И тут же Бодлер задает риторический вопрос: «Кто еще на такое способен?». Потом останавливается, будто пораженный внезапной очевидностью: «Но, по правде говоря, кто не делает этого, не делает в сущности ничего». Это вводное «по правде говоря» весьма красноречиво. Как если бы вдруг надо было подчеркнуть: не только Бальзак со всей своей чудовищностью, но и каждый писатель вообще должен как минимум облечь в свет и пурпур «любую пошлость».

Но ни Готье, ни Бодлер не хотели теоретически обосновывать понятие современности. Бодлер стремился скорее докопаться до ее сути, выделить ее как химический элемент, зафиксировать ее особенности, ее непрерывную нервную дрожь, которая постоянно его мучила и приводила в восторг. Не легенду веков, а легенду настоящего момента, во всем ее непостоянстве, мимолетности, с ее своеобразием, неотделимым от всей предыдущей истории; это то, что должно было составить сам предмет, обширное и темное вместилище чувств: «Цветы зла». Бодлер упоминает о «легенде» косвенно, когда пишет про Гиса, что его манера рисования — «легендарное изображение окружающего мира».

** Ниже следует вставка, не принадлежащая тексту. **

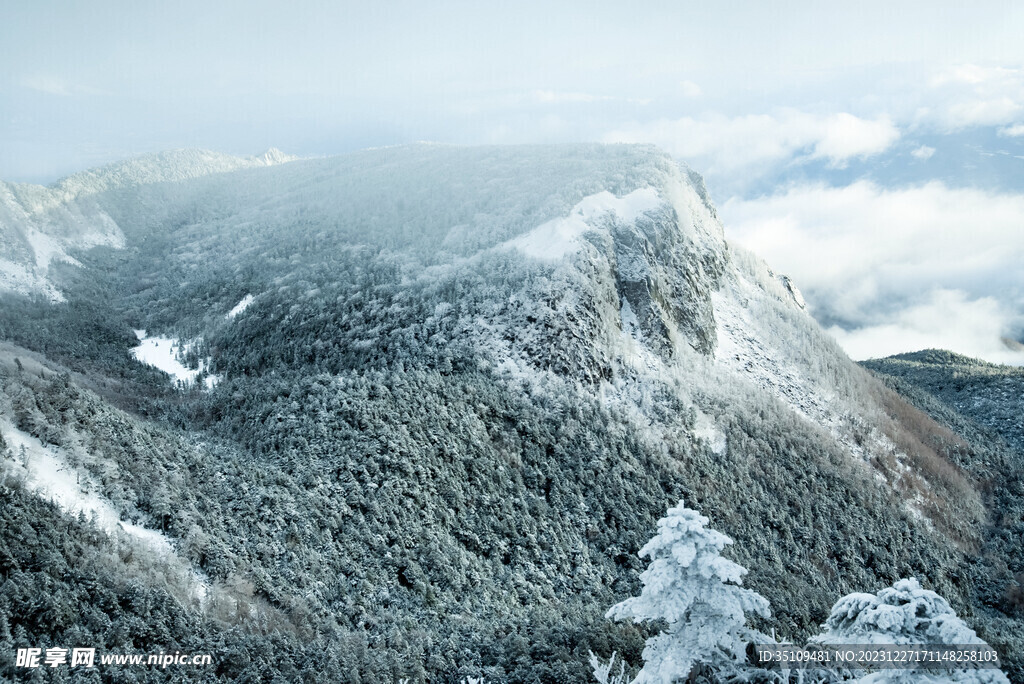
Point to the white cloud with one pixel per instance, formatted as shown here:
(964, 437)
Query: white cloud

Потом появился Рембо, великий мастер шокирующих фраз. В конце «Поры в аду», после резкого и едкого абзаца, звенят четыре слова: «Нужно быть абсолютно современным». А почему — не сказал. Современность «цветет без почему», как роза Ангелуса Силезиуса. У этой фразы было, вероятно, немало жертв: светские дамы, однажды вдохнув аромат авангарда, уже не могли без него обойтись, захваченные кипением первых вернисажей. За ними последовали художники и писатели, нередко средней руки, готовые на все, лишь бы соответствовать покорившей их фразе.

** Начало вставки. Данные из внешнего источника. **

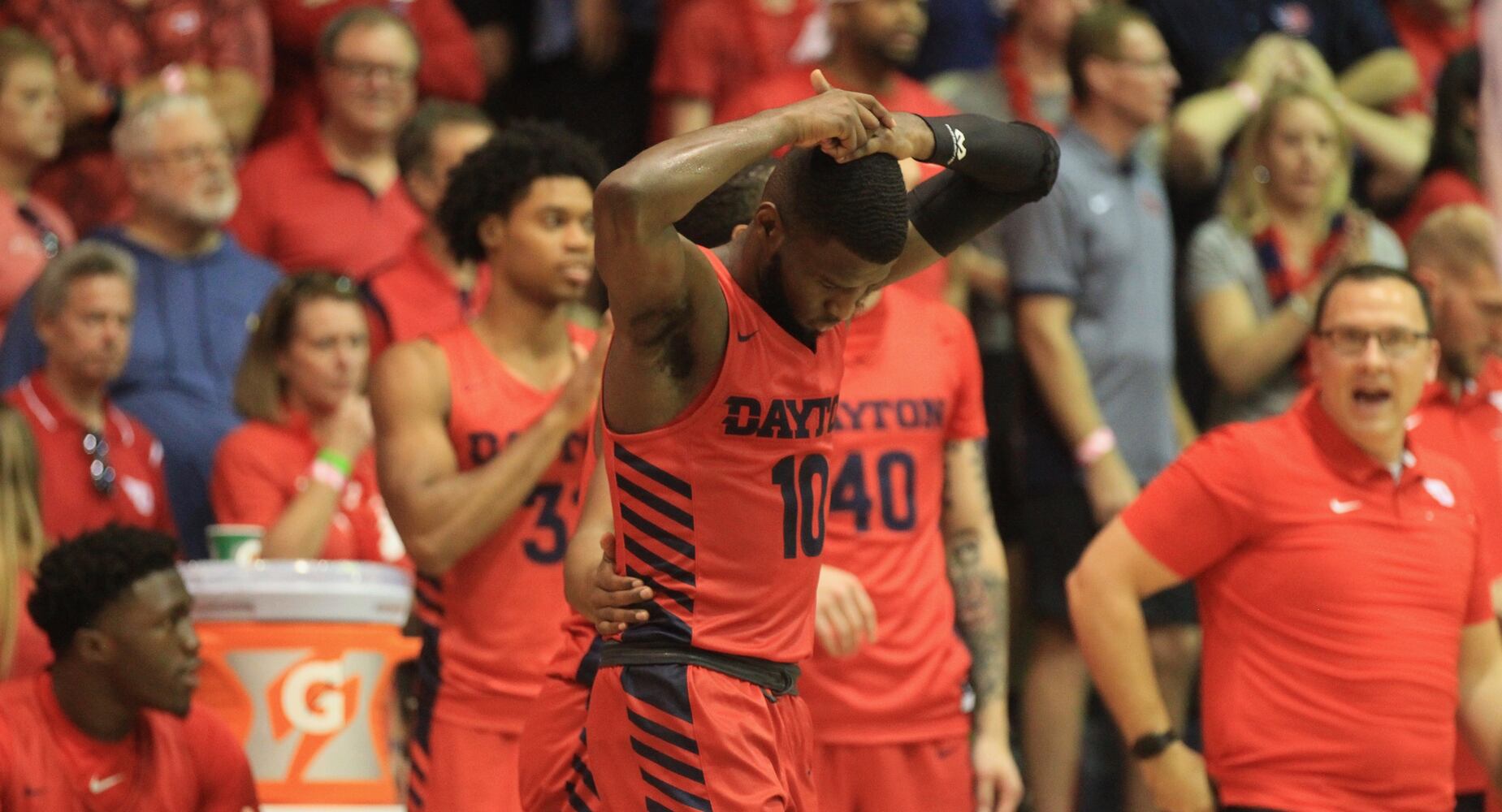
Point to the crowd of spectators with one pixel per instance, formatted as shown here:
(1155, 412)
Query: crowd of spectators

Если Бодлер был первым, кто обозначил волнующий абрис современности, ему принадлежит также заслуга быть первым, кто осмыслил слово авангард, которое в течение нескольких десятилетий двадцатого века будоражило и зачаровывало умы, а в двадцать первом звучит как насмешка. Бодлер хладнокровно отмечал, что этот термин свидетельствует о «склонности французов к военным метафорам». Склонность, типичная для иных «домоседов, бельгийцев по духу». Не будем уточнять, что подразумевает Бодлер под словом «бельгийцы». Что касается «домоседов», Бодлер объясняет это в другом месте: «Француз — это домашнее животное, настолько хорошо прирученное, что не решается ступить дальше ограды». Речь идет о существах, «созданных для дисциплины, иначе говоря, для единообразия», которые «не способны мыслить независимо от общества». Они все время говорят о ветеранах, новобранцах, о воинствующей литературе, о том, что кто-то лег на амбразуру, кто-то другой высоко держит знамя, третий смело бросился в бой. Наконец, именно французы ввели понятие «писатели авангарда». Так выявляются потаенные корни любого авангарда. И сколько разных мадам Вердюрен будут потом биться, чтобы скрыть их.